The 28-year-old German-born Thomas Derksen, an online celebrity with millions of Chinese fans on Weibo, Meipai and other social networks, scans a QR code via the mobile payment service Alipay of Alibaba Group on his smartphone to pay for his purchase at a market in Shanghai, June 22, 2017. [Photo/IC]

Whether it is the down payment on an apartment involving about 3 million yuan ($434,440), or just 2 yuan needed to buy a steamed stuffed bun for breakfast, Song Yu makes the payments with just a few clicks on his smartphone.

"I usually put a few hundred yuan in my physical wallet, but I almost never use the cash unless I travel to remote villages," said Song, a 34-year-old freelance writer in Beijing.

Cashless payments have become part of everyday life in China due to the rapid development of financial technology, or fintech. People can leave their homes without carrying cash or bank cards and can use digital wallet services on their phones for shopping, dining out, or to make donations.

The use of mobile payment services in China has skyrocketed in the past five years, with the total number of transactions reaching 277.39 trillion yuan last year, a rise of more than 27-fold from five years ago, according to a report issued by the People's Bank of China.

The country is already the world's biggest market for mobile payments, with some 583 million users last year, a rise of 10.7 percent from 2017, according to a recent report from the China Internet Network Information Center.

Kalkidan Hailegiorgis, a 20-year-old Ethiopian undergraduate student at Duke Kunshan University in Jiangsu province, said she is hugely impressed by the widespread use of mobile payment services in China.

"In my country, whenever I leave the house I always have to make sure I have plenty of cash," she said. "Here, I only have to ensure I have my phone, which is so convenient."

A report by the Payment and Clearing Association of China said that last year 80 percent of mobile payment consumers used such services every day. For 43 percent of them, the average amount for a single payment was less than 100 yuan.

Zhen Xinwei, a researcher with the International Monetary Institute of Renmin University of China, said cashless payments offer great convenience for consumers.

"Mobile payment is fast, saves people the trouble of carrying cash and eliminates the risk of money being stolen," he said, adding that more than 90 percent of the market is dominated by Alibaba's Alipay and Tencent's WeChat Pay.
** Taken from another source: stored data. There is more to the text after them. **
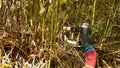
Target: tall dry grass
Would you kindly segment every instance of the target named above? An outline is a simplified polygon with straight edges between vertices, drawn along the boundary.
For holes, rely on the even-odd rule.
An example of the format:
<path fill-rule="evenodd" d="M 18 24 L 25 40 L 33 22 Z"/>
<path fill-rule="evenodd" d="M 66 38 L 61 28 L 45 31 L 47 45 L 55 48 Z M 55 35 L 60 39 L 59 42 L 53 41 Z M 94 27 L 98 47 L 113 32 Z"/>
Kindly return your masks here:
<path fill-rule="evenodd" d="M 63 26 L 88 18 L 98 68 L 120 67 L 119 0 L 0 0 L 1 68 L 80 68 L 84 54 L 63 42 Z M 77 40 L 78 33 L 66 33 Z M 82 58 L 82 59 L 81 59 Z"/>

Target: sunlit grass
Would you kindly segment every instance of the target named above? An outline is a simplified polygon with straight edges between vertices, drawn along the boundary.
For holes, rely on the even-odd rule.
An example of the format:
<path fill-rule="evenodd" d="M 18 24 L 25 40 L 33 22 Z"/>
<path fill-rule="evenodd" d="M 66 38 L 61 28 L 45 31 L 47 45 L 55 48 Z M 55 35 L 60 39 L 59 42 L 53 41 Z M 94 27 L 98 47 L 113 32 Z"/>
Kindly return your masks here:
<path fill-rule="evenodd" d="M 119 14 L 117 0 L 0 0 L 0 67 L 83 67 L 81 49 L 61 41 L 59 34 L 63 26 L 80 26 L 87 18 L 98 52 L 97 67 L 117 67 Z M 66 35 L 75 39 L 79 34 Z"/>

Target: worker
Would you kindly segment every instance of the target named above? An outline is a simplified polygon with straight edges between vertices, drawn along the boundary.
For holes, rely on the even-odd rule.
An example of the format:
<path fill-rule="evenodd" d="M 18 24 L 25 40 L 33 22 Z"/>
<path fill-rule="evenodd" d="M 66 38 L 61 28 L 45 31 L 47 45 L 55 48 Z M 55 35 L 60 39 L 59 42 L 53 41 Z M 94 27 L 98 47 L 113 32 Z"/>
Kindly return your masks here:
<path fill-rule="evenodd" d="M 71 41 L 67 38 L 65 38 L 65 40 L 70 44 L 80 45 L 81 43 L 81 47 L 83 48 L 83 52 L 85 53 L 85 68 L 95 68 L 97 54 L 92 44 L 91 29 L 89 27 L 89 23 L 84 22 L 81 27 L 64 26 L 63 29 L 72 32 L 80 32 L 81 38 L 79 38 L 79 41 Z"/>

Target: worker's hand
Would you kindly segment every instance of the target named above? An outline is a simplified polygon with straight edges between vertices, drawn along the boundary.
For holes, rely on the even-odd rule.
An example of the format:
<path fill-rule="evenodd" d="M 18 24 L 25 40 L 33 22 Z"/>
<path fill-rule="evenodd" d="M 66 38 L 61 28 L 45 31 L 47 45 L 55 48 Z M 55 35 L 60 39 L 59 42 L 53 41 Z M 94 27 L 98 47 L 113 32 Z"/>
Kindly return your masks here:
<path fill-rule="evenodd" d="M 63 29 L 64 29 L 64 30 L 71 30 L 71 27 L 63 26 Z"/>

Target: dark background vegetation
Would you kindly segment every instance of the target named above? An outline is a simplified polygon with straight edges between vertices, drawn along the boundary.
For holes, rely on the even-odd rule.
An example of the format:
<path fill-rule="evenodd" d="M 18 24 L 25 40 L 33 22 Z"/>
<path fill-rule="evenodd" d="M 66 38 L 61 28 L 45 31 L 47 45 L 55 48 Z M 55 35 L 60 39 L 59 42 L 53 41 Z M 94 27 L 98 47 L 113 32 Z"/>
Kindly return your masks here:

However, many other service providers, such as UnionPay's QuickPass, are striving to grab a market share.

Despite the rapid development of cashless payment services, the rights of consumers who are technologically challenged, or do not have access to such services, to choose their method of payment are still strictly protected.

"For the large number of elderly people who are not familiar with them, mobile payments mean great inconvenience," Zhen said, adding that for those living in remote villages or who are less well-off, and where internet coverage is still low, cash remains king.

In July, the PBOC issued a statement saying that companies or individuals cannot refuse cash payments or discriminate against them.

"Some shops in tourist areas, restaurants and retailers have refused cash payments, which has damaged the renminbi's legal status and consumers' rights to choose the method of payment," it said.

Moreover, the report by the Payment and Clearing Association of China said some 64.7 percent of mobile payment users are worried about the safety of their money.

A report by UnionPay said that last year there were fewer cases of people being scammed while making mobile payments compared with the previous year, but the average loss rose to 1,800 yuan, up from 1,600 yuan in 2017.

He Daixin, an economics researcher at the Chinese Academy of Social Sciences, said financial security is essential and government regulation of mobile payments should be strengthened, including protection of consumers' personal data.

Zhen said that from a long-term perspective, the use of cashless payments will continue to rise, but China is unlikely to become a totally cashless society, considering the differences between the country's vast number of consumers in terms of age, education levels and the regions where they live.

"Cashless payments and cash will coexist in China for a long time," he added.